The Functional and Molecular Effects of Doxycycline Treatment on Borrelia burgdorferi Phenotype
Frontiers in Microbiology
Front. Microbiol. 10:690
Caskey JR, Hasenkampf NR, Martin DS, Chouljenko VN, Subramanian R, Cheslock MA, Embers ME
Recent studies have shown that Borrelia burgdorferi can form antibiotic-tolerant persisters in the presence of microbiostatic drugs such as doxycycline. Precisely how this occurs is yet unknown. Our goal was to examine gene transcription by B. burgdorferi following doxycycline treatment in an effort to identify both persister-associated genes and possible targets for antimicrobial intervention.
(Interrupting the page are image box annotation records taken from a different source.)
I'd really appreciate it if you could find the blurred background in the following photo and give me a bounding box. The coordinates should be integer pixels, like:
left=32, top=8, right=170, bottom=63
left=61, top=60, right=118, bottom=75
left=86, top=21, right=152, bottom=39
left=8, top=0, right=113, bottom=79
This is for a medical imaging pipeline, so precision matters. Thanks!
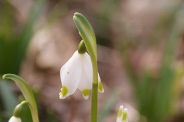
left=0, top=0, right=184, bottom=122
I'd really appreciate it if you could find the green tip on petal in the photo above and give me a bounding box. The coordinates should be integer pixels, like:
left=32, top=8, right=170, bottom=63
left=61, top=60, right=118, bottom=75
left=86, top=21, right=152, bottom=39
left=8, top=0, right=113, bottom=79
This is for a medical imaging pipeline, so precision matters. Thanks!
left=118, top=106, right=123, bottom=118
left=98, top=82, right=104, bottom=93
left=78, top=40, right=87, bottom=54
left=82, top=89, right=90, bottom=100
left=59, top=86, right=68, bottom=99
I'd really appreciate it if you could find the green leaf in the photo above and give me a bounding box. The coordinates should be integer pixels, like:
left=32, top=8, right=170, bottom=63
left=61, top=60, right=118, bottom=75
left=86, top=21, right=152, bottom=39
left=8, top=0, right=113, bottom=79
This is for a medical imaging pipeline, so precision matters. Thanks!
left=3, top=74, right=39, bottom=122
left=0, top=79, right=17, bottom=116
left=73, top=12, right=97, bottom=59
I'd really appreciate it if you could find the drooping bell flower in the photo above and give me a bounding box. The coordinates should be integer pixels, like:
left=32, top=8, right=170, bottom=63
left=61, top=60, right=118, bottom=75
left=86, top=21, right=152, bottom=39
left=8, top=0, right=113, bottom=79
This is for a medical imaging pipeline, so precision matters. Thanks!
left=59, top=40, right=104, bottom=99
left=59, top=51, right=104, bottom=99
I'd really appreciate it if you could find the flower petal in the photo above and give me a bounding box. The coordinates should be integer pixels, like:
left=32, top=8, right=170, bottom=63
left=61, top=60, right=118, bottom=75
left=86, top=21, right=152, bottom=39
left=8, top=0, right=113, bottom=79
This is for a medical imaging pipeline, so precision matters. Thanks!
left=78, top=53, right=92, bottom=99
left=8, top=116, right=21, bottom=122
left=59, top=51, right=82, bottom=99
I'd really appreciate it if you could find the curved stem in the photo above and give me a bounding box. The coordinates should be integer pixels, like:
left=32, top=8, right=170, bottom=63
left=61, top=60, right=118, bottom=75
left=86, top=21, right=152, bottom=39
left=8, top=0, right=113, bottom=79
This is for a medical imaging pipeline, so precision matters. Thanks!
left=91, top=56, right=98, bottom=122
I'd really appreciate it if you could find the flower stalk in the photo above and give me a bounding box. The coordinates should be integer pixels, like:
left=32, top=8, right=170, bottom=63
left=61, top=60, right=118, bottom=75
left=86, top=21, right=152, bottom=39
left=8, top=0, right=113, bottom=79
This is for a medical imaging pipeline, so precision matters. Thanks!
left=73, top=12, right=98, bottom=122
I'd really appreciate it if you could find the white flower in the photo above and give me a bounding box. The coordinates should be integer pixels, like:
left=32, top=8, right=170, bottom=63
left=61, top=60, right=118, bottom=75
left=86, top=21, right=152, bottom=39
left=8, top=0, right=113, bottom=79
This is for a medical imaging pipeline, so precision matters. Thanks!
left=59, top=51, right=104, bottom=99
left=8, top=116, right=21, bottom=122
left=116, top=105, right=128, bottom=122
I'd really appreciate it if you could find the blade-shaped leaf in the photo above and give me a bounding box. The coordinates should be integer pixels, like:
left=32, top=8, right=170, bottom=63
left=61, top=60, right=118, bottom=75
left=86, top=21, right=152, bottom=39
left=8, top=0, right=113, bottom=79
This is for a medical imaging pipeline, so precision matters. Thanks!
left=3, top=74, right=39, bottom=122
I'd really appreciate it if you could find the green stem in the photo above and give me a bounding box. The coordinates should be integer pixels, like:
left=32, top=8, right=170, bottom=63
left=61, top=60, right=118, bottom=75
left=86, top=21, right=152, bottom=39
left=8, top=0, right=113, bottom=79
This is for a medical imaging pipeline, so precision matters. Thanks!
left=3, top=74, right=39, bottom=122
left=91, top=56, right=98, bottom=122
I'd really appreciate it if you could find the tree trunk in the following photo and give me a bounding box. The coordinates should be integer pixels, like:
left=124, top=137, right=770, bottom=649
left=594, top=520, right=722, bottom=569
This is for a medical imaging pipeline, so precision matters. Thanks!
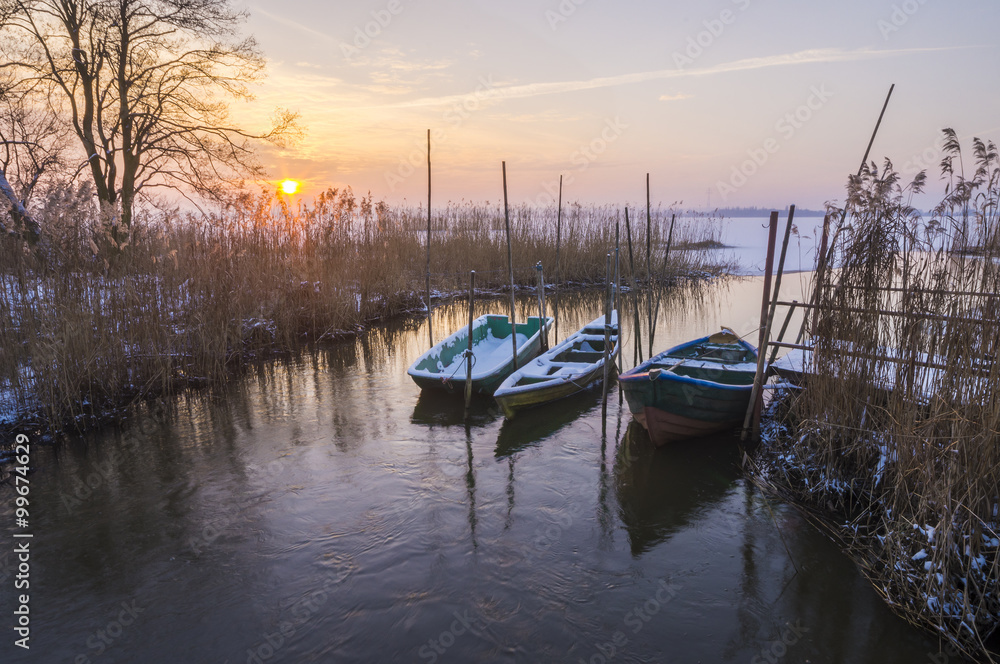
left=0, top=168, right=41, bottom=243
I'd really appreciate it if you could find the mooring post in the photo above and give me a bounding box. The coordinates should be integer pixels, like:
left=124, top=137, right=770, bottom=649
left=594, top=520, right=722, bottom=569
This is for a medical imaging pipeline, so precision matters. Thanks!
left=535, top=261, right=549, bottom=353
left=612, top=216, right=622, bottom=378
left=740, top=205, right=795, bottom=441
left=500, top=161, right=517, bottom=371
left=618, top=206, right=642, bottom=366
left=427, top=129, right=434, bottom=348
left=767, top=300, right=809, bottom=364
left=552, top=175, right=562, bottom=343
left=601, top=254, right=611, bottom=423
left=649, top=212, right=677, bottom=350
left=465, top=270, right=476, bottom=410
left=757, top=210, right=778, bottom=351
left=646, top=173, right=653, bottom=357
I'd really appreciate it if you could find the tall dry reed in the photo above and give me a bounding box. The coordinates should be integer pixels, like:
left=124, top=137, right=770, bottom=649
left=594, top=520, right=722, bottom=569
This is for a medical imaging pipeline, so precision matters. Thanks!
left=0, top=188, right=724, bottom=428
left=758, top=132, right=1000, bottom=658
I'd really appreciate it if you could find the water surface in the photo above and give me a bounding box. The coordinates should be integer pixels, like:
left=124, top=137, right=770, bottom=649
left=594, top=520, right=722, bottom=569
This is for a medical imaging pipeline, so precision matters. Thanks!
left=0, top=275, right=968, bottom=664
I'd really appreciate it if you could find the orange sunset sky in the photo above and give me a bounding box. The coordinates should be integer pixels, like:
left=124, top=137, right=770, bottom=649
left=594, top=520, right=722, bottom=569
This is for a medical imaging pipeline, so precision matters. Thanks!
left=233, top=0, right=1000, bottom=208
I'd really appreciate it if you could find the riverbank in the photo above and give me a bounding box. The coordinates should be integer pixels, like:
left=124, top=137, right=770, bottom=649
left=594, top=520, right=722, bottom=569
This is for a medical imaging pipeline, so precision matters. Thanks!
left=748, top=152, right=1000, bottom=661
left=0, top=189, right=726, bottom=440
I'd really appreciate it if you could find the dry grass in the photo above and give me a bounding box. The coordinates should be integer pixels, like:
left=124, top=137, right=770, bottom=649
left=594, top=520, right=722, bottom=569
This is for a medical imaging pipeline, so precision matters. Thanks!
left=760, top=134, right=1000, bottom=658
left=0, top=189, right=724, bottom=428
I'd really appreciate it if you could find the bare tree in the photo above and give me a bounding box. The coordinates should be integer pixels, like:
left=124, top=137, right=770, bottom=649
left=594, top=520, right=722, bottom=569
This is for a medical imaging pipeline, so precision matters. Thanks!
left=0, top=0, right=295, bottom=230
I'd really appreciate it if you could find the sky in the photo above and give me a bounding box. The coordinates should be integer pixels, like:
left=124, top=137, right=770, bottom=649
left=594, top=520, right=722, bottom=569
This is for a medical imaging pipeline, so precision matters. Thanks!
left=233, top=0, right=1000, bottom=209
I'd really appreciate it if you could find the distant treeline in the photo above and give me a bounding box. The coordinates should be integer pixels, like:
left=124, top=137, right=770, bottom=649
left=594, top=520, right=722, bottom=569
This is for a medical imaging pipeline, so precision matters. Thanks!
left=714, top=207, right=826, bottom=217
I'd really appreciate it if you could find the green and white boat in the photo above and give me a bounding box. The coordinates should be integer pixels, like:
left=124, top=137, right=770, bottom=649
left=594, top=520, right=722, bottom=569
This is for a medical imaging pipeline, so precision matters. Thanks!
left=618, top=328, right=757, bottom=447
left=493, top=311, right=619, bottom=418
left=407, top=314, right=553, bottom=396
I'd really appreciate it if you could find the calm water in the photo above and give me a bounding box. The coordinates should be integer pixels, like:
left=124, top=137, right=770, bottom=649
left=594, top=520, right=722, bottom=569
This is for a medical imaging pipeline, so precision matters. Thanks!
left=0, top=275, right=968, bottom=664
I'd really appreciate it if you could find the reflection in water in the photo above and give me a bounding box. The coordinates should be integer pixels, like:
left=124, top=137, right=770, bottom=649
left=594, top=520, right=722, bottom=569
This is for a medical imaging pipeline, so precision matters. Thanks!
left=615, top=420, right=740, bottom=556
left=495, top=389, right=601, bottom=459
left=0, top=279, right=972, bottom=664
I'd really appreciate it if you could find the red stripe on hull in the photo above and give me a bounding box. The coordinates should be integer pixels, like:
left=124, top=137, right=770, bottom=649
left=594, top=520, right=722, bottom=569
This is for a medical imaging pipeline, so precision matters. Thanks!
left=632, top=406, right=739, bottom=447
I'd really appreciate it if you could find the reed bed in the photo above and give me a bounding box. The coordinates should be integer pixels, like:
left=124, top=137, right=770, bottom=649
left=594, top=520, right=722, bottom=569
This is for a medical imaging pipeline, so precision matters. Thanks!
left=754, top=132, right=1000, bottom=661
left=0, top=189, right=720, bottom=429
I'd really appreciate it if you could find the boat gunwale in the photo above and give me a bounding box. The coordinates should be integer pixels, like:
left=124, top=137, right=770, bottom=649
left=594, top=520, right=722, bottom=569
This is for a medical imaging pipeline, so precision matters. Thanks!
left=493, top=309, right=621, bottom=399
left=406, top=314, right=555, bottom=382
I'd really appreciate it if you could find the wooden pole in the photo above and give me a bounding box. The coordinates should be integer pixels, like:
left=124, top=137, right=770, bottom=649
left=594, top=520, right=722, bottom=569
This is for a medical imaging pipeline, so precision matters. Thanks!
left=465, top=270, right=476, bottom=409
left=601, top=254, right=611, bottom=421
left=614, top=216, right=622, bottom=376
left=500, top=161, right=517, bottom=371
left=427, top=129, right=434, bottom=348
left=552, top=175, right=562, bottom=343
left=646, top=173, right=653, bottom=357
left=618, top=207, right=642, bottom=366
left=535, top=261, right=549, bottom=353
left=740, top=205, right=795, bottom=441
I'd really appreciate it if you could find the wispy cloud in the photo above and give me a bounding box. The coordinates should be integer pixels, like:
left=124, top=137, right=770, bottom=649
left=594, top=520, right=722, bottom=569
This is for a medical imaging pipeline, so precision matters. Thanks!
left=250, top=6, right=337, bottom=43
left=354, top=46, right=968, bottom=108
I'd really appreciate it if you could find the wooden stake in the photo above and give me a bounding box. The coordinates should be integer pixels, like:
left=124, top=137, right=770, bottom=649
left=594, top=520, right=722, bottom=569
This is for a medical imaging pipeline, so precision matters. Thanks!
left=649, top=214, right=677, bottom=350
left=500, top=161, right=517, bottom=371
left=646, top=173, right=653, bottom=357
left=612, top=216, right=622, bottom=374
left=601, top=254, right=611, bottom=420
left=767, top=300, right=809, bottom=364
left=618, top=207, right=642, bottom=366
left=535, top=261, right=549, bottom=353
left=757, top=211, right=778, bottom=352
left=427, top=129, right=434, bottom=348
left=465, top=270, right=476, bottom=409
left=740, top=205, right=795, bottom=441
left=552, top=175, right=562, bottom=344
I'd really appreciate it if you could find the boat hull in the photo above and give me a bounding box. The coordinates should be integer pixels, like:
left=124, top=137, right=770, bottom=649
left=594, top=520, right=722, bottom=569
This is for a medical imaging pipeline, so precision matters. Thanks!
left=407, top=315, right=553, bottom=395
left=493, top=311, right=620, bottom=418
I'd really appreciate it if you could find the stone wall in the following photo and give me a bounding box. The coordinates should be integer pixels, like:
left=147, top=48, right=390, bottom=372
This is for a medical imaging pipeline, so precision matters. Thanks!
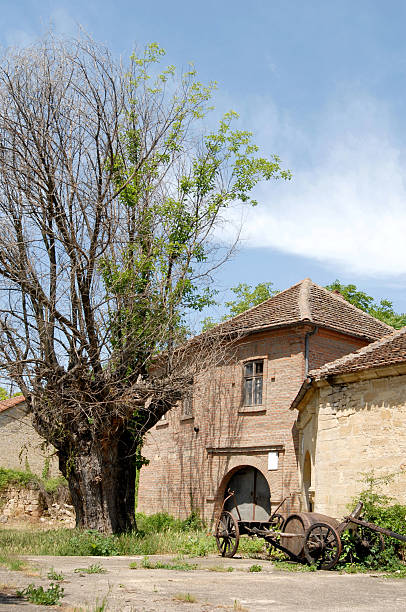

To do so, we performed next- generation RNA sequencing on doxycycline-treated spirochetes and treated spirochetes following regrowth, comparing them to untreated B. burgdorferi. A number of genes were perturbed and most of those which were statistically significant were down- regulated in the treated versus the untreated or treated/re-grown. Genes upregulated in the treated B. burgdorferi included a number of Erp genes and rplU, a 50S ribosomal protein. Among those genes associated with post-treatment regrowth were bba74 (Oms28), bba03, several peptide ABC transporters, ospA, ospB, ospC, dbpA and bba62. Studies are underway to determine if these same genes are perturbed in B. burgdorferi treated with doxycycline in a host environment.